What if your server crashes because you forgot to clean logs? A log rotation script can save you from that nightmare.
Why Log rotation script in Bash Scripting? - Purpose & Use Cases
Imagine you have a busy website or app that creates log files every day. These logs keep growing and growing, filling up your disk space. You try to clean them up by hand, opening folders, deleting old files, and renaming others.
Doing this manually is slow and boring. You might forget to delete some files or accidentally remove important logs. It's easy to make mistakes, and if you miss cleaning logs on time, your system can run out of space and crash.

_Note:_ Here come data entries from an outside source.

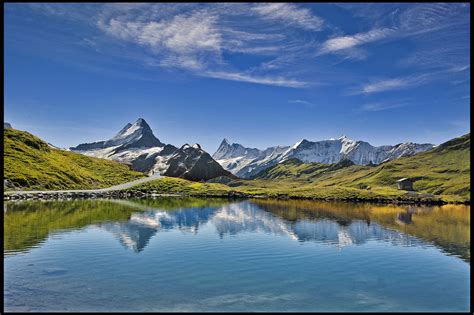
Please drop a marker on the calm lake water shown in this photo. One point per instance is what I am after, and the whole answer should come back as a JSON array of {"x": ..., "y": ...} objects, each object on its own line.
[{"x": 215, "y": 255}]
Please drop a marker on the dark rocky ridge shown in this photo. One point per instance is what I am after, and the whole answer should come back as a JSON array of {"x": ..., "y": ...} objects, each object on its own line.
[{"x": 188, "y": 162}]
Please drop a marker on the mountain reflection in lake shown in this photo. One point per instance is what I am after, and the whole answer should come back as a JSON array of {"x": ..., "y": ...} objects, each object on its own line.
[{"x": 245, "y": 236}]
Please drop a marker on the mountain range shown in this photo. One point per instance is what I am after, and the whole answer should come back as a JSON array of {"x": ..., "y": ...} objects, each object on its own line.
[
  {"x": 136, "y": 145},
  {"x": 248, "y": 162}
]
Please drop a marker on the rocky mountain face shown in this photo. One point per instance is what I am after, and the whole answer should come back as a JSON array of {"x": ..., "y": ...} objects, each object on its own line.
[
  {"x": 137, "y": 146},
  {"x": 247, "y": 162}
]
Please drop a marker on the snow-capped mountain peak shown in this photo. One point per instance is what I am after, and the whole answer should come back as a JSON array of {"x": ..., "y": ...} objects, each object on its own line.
[
  {"x": 246, "y": 162},
  {"x": 136, "y": 146}
]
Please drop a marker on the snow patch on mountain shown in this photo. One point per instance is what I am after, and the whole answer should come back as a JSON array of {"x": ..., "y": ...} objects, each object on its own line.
[
  {"x": 136, "y": 146},
  {"x": 246, "y": 162}
]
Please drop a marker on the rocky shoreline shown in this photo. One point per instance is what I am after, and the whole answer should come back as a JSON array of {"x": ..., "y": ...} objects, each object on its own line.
[{"x": 124, "y": 194}]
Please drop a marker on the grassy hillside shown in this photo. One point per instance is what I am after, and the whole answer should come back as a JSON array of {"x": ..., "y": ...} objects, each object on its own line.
[
  {"x": 444, "y": 170},
  {"x": 296, "y": 169},
  {"x": 30, "y": 163},
  {"x": 444, "y": 173}
]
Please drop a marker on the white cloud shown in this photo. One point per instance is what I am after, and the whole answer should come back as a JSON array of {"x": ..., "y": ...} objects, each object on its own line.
[
  {"x": 184, "y": 37},
  {"x": 289, "y": 14},
  {"x": 346, "y": 42},
  {"x": 303, "y": 102},
  {"x": 385, "y": 85},
  {"x": 266, "y": 80},
  {"x": 375, "y": 107}
]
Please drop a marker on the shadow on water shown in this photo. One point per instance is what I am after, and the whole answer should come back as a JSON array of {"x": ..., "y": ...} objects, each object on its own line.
[{"x": 134, "y": 222}]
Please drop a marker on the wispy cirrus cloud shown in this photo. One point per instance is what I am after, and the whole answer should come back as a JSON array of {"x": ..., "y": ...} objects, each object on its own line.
[
  {"x": 289, "y": 14},
  {"x": 346, "y": 42},
  {"x": 376, "y": 107},
  {"x": 302, "y": 102},
  {"x": 383, "y": 85},
  {"x": 266, "y": 80}
]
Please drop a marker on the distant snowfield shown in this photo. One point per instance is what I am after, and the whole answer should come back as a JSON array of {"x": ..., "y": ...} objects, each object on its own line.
[{"x": 246, "y": 162}]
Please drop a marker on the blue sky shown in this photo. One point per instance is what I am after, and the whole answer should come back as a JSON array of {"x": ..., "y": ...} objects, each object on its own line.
[{"x": 256, "y": 74}]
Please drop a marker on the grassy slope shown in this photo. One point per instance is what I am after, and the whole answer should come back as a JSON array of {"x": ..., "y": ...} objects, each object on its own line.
[
  {"x": 29, "y": 163},
  {"x": 445, "y": 173}
]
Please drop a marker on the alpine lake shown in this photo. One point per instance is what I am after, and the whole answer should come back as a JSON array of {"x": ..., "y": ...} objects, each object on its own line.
[{"x": 190, "y": 254}]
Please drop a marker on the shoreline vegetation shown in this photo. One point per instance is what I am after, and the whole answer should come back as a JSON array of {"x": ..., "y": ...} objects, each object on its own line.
[{"x": 442, "y": 176}]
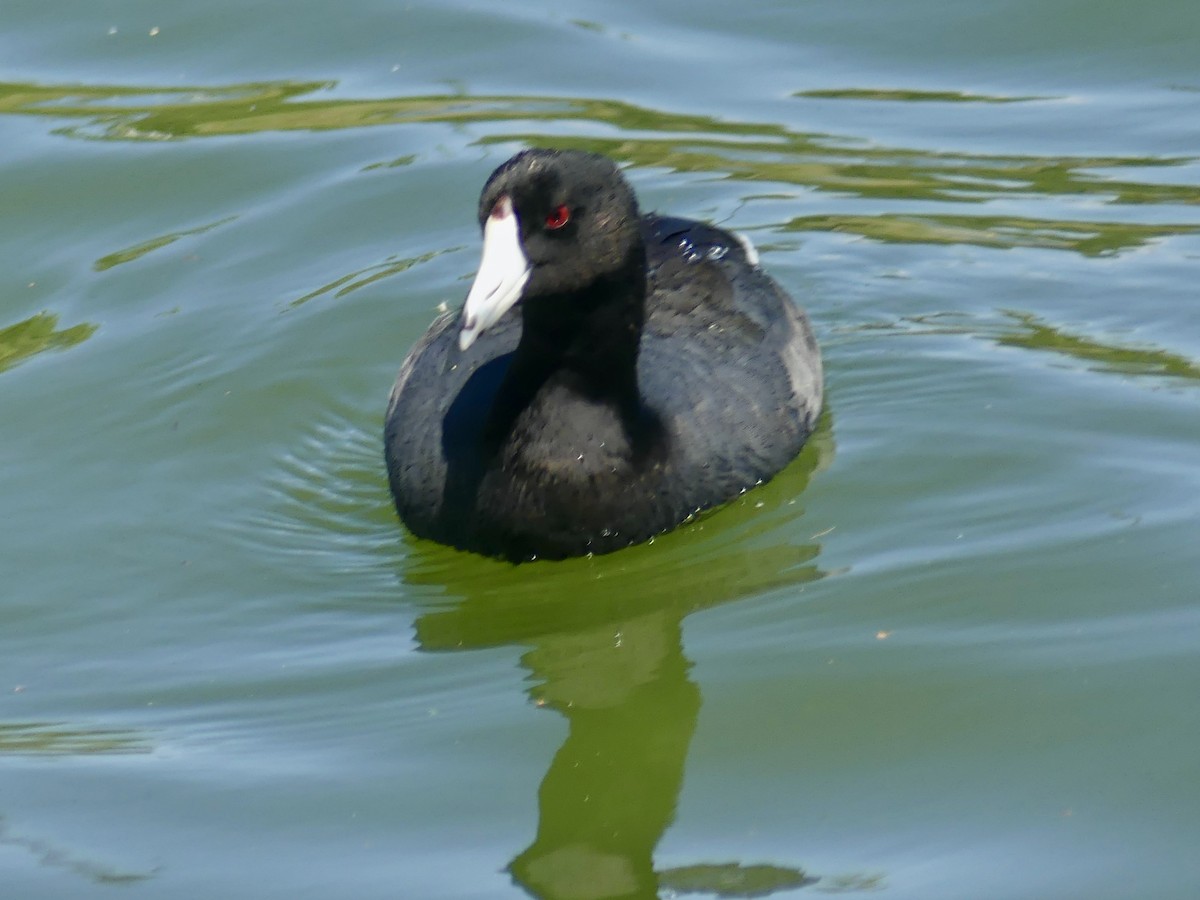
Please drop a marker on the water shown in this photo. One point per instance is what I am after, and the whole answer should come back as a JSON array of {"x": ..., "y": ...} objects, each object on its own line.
[{"x": 949, "y": 653}]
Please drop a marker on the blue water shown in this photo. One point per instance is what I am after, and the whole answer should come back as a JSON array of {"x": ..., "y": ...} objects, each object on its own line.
[{"x": 951, "y": 652}]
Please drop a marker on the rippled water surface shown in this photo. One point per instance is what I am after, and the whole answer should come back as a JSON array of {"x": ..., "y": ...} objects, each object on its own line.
[{"x": 952, "y": 652}]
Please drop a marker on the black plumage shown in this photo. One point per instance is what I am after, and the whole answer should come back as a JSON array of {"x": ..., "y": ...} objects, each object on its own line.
[{"x": 647, "y": 370}]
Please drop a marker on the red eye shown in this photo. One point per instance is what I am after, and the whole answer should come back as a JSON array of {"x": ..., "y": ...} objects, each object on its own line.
[{"x": 558, "y": 217}]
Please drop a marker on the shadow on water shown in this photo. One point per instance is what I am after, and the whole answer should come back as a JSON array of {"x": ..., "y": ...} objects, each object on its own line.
[
  {"x": 53, "y": 739},
  {"x": 603, "y": 640}
]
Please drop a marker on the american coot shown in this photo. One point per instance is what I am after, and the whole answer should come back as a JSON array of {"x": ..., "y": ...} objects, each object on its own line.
[{"x": 610, "y": 375}]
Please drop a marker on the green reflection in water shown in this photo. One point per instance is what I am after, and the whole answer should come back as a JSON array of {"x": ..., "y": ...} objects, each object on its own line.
[
  {"x": 371, "y": 274},
  {"x": 139, "y": 250},
  {"x": 745, "y": 151},
  {"x": 604, "y": 642},
  {"x": 1027, "y": 331},
  {"x": 910, "y": 96},
  {"x": 1090, "y": 239},
  {"x": 37, "y": 334},
  {"x": 55, "y": 739},
  {"x": 1036, "y": 335}
]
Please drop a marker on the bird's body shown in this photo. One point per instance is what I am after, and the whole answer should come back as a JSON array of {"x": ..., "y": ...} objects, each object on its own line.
[{"x": 594, "y": 415}]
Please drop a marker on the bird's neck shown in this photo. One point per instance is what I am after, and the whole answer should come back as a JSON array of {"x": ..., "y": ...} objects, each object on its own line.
[{"x": 587, "y": 340}]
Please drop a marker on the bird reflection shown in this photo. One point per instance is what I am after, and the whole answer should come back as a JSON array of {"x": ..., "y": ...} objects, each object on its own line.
[{"x": 604, "y": 642}]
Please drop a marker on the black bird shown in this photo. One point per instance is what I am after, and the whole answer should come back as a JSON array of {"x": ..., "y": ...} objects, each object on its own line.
[{"x": 610, "y": 375}]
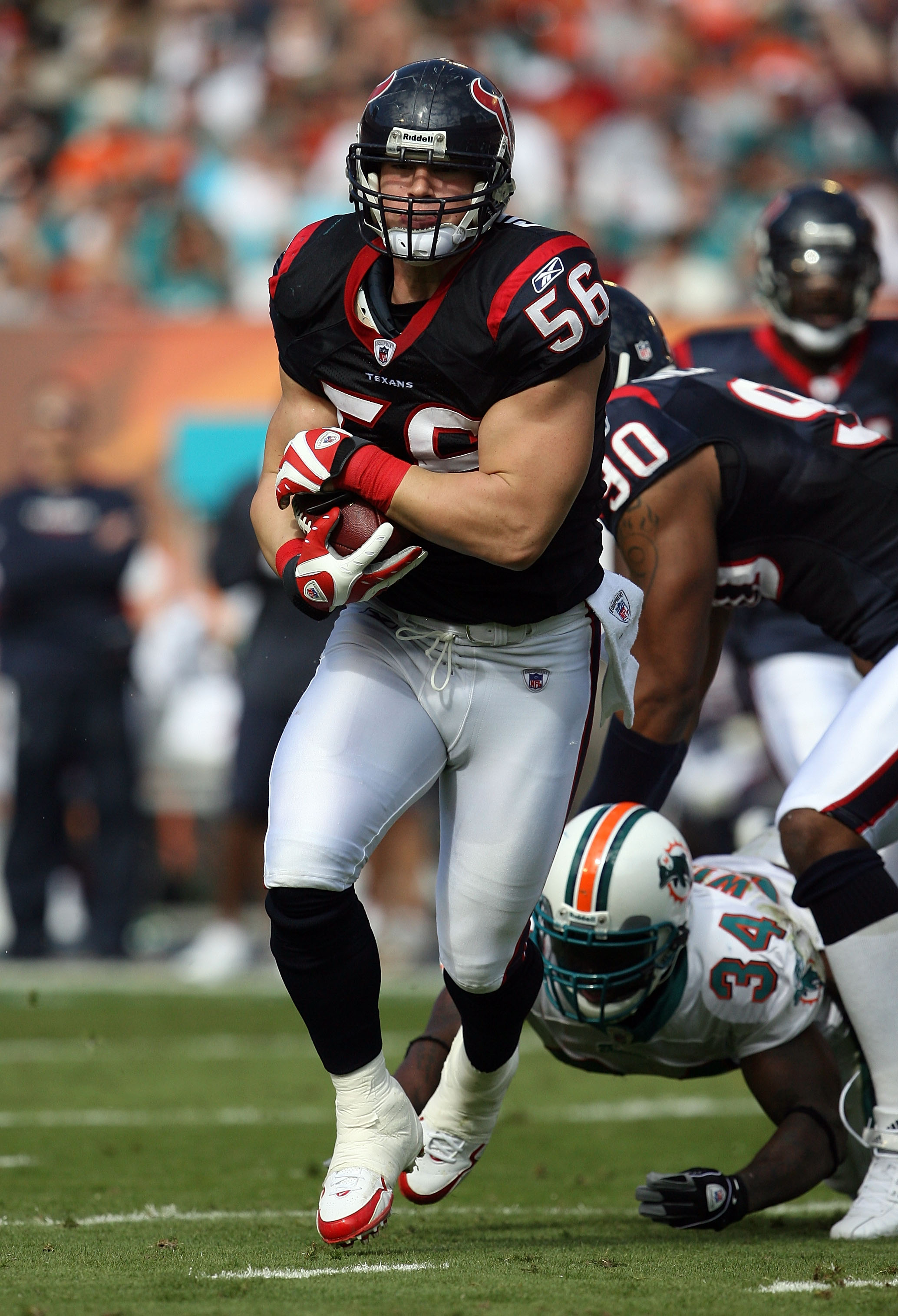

A log rotation script automatically manages your log files. It renames old logs, compresses them to save space, and deletes the oldest ones. This keeps your system tidy without you lifting a finger.
rm /var/log/app.log.1 mv /var/log/app.log /var/log/app.log.1
logrotate /etc/logrotate.d/app
With log rotation scripts, your system stays healthy and you save time, avoiding manual cleanup and unexpected crashes.
Web servers like Apache or Nginx generate huge logs daily. Using log rotation scripts, these logs are automatically archived and cleaned, so the server never runs out of disk space.
Manual log cleanup is slow and risky.
Log rotation scripts automate archiving and deleting old logs.
This keeps systems stable and saves your time.